Thread: Check for existing replication slot in pg_createsubscriber

Check for existing replication slot in pg_createsubscriber

From
Zane Duffield
Date:
Hackers,

I noticed in testing and usage that pg_createsubscriber doesn't check for an existing replication slot before attempting to create one, whereas it *does* check for existing publications.
If it were to check for an existing replication slot, then the --dry-run mode would be able to detect the issue.

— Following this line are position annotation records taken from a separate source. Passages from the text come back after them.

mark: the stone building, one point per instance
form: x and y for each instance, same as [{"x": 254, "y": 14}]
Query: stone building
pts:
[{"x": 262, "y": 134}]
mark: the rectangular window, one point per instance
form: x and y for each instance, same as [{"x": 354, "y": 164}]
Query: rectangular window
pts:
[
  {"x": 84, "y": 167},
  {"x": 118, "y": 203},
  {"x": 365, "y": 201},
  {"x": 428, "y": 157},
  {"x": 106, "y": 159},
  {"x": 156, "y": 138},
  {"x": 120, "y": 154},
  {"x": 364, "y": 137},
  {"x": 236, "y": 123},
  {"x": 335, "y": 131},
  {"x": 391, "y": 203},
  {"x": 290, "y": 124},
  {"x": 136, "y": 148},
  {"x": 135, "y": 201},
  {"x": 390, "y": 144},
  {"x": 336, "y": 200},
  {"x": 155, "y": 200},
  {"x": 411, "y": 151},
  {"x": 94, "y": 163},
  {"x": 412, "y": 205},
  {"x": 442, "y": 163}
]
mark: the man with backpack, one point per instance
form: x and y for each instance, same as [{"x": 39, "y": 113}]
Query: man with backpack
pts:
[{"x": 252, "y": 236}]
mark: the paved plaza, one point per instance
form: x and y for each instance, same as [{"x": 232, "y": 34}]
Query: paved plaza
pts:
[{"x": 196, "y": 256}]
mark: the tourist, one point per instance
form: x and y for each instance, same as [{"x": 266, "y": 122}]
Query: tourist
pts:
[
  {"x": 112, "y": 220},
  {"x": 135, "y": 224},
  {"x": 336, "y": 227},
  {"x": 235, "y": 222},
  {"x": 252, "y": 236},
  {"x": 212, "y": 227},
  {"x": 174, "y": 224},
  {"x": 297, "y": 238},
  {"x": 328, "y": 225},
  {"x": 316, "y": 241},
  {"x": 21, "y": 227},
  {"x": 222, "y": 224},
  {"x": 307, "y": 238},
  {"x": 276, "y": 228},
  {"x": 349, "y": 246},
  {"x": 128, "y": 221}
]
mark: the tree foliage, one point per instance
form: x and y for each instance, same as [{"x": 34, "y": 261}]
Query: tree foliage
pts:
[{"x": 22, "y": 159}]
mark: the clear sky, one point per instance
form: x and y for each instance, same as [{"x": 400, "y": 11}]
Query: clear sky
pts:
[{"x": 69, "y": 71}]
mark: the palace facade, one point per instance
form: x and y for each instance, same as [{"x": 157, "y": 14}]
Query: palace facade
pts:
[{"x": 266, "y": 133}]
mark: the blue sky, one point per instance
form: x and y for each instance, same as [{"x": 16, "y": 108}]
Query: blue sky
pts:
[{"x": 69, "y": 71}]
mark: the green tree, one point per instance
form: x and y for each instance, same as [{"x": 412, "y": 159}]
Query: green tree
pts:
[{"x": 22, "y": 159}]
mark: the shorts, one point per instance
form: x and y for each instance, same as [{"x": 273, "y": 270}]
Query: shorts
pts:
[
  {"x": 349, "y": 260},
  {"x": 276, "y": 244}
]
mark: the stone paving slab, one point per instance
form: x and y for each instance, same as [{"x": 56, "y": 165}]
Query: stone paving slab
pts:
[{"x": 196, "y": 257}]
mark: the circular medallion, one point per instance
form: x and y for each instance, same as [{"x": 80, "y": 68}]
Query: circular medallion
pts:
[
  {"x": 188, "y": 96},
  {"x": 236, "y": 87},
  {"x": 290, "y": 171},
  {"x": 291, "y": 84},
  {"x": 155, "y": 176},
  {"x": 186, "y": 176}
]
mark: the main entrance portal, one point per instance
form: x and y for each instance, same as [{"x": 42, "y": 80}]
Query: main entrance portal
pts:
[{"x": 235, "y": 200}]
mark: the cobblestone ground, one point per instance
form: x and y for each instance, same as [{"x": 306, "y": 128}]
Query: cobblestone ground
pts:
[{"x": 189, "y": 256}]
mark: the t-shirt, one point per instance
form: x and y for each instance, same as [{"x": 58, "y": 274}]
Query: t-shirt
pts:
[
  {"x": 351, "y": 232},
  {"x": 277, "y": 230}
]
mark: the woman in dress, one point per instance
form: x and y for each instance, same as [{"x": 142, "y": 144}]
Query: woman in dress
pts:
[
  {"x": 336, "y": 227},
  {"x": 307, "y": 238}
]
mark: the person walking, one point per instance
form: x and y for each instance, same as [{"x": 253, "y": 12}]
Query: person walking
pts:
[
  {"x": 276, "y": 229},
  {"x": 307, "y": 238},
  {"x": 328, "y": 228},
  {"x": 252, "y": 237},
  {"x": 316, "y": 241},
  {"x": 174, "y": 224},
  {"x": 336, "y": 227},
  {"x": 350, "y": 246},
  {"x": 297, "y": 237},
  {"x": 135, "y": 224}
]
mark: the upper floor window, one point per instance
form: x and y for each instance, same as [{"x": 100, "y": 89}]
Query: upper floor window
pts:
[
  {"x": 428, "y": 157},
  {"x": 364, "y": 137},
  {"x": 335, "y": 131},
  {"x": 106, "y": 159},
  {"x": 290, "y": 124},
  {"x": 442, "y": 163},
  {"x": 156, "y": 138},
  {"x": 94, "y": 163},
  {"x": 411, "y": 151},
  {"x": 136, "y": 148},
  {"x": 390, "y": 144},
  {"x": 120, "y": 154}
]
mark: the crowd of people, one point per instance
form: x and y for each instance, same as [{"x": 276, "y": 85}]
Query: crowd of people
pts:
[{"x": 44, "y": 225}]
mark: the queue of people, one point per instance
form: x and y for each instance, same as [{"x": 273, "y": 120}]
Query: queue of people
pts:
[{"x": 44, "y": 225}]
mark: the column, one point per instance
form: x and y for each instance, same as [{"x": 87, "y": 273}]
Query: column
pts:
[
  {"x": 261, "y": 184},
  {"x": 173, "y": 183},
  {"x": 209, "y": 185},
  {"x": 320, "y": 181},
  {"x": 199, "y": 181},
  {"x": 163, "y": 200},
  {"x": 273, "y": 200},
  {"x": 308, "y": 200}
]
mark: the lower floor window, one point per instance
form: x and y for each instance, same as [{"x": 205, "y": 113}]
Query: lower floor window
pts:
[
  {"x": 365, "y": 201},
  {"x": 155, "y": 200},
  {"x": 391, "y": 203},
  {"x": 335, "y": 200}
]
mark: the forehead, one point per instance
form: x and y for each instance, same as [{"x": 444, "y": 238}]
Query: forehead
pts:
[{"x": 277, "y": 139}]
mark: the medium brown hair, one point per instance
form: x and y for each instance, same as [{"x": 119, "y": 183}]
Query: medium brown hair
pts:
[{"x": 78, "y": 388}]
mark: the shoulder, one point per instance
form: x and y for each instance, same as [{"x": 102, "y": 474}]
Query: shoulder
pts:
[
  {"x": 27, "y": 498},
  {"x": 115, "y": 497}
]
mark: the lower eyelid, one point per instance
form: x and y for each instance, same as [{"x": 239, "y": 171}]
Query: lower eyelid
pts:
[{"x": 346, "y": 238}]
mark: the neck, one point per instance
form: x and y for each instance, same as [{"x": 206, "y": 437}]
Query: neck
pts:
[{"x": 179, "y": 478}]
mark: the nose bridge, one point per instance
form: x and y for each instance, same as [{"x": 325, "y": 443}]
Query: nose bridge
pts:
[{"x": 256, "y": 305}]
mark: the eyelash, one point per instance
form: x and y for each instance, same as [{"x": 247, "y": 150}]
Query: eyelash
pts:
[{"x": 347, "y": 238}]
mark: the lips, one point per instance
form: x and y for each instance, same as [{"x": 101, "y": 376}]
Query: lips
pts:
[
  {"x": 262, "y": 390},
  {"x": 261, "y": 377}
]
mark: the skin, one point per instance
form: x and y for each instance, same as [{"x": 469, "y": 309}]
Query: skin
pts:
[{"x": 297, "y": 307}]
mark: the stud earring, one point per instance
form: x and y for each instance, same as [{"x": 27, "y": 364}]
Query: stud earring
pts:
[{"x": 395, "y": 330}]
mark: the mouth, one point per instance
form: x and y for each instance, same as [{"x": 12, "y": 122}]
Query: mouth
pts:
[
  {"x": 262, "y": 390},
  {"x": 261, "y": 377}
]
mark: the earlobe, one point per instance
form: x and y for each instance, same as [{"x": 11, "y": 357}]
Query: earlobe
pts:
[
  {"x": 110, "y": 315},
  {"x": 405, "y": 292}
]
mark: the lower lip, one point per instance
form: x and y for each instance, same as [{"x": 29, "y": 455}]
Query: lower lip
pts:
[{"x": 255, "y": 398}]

If this seems like a good feature, I'm happy to try and put together a patch for it.

Thanks,
Zane

Re: Check for existing replication slot in pg_createsubscriber

From
Amit Kapila
Date:
On Fri, Jun 27, 2025 at 1:13 PM Zane Duffield <duffieldzane@gmail.com> wrote:
>
> Hackers,
>
> I noticed in testing and usage that pg_createsubscriber doesn't check for an existing replication slot before
attemptingto create one, whereas it *does* check for existing publications. 
>

I see the difference you are pointing to. Ideally, the checks should
be the same unless there is a specific reason for them to be
different, which should be mentioned in the comments. BTW, do you see
any problems due to name conflicts while using this tool, or is it a
code-level observation? AFAICS, the names for the objects created by
pg_subscriber are either generated names (with an intention that it
doesn't conflict) or user-provided. In both cases, chances should be
less that they conflict with existing objects.

--
With Regards,
Amit Kapila.



Re: Check for existing replication slot in pg_createsubscriber

From
Zane Duffield
Date:
On Mon, Jun 30, 2025 at 1:01 PM Amit Kapila <amit.kapila16@gmail.com> wrote:

I see the difference you are pointing to. Ideally, the checks should
be the same unless there is a specific reason for them to be
different, which should be mentioned in the comments. BTW, do you see
any problems due to name conflicts while using this tool, or is it a
code-level observation? 

In my case the --subscription and --replication-slot options are used to control the identifiers; the conflict was the user's fault, not the program's.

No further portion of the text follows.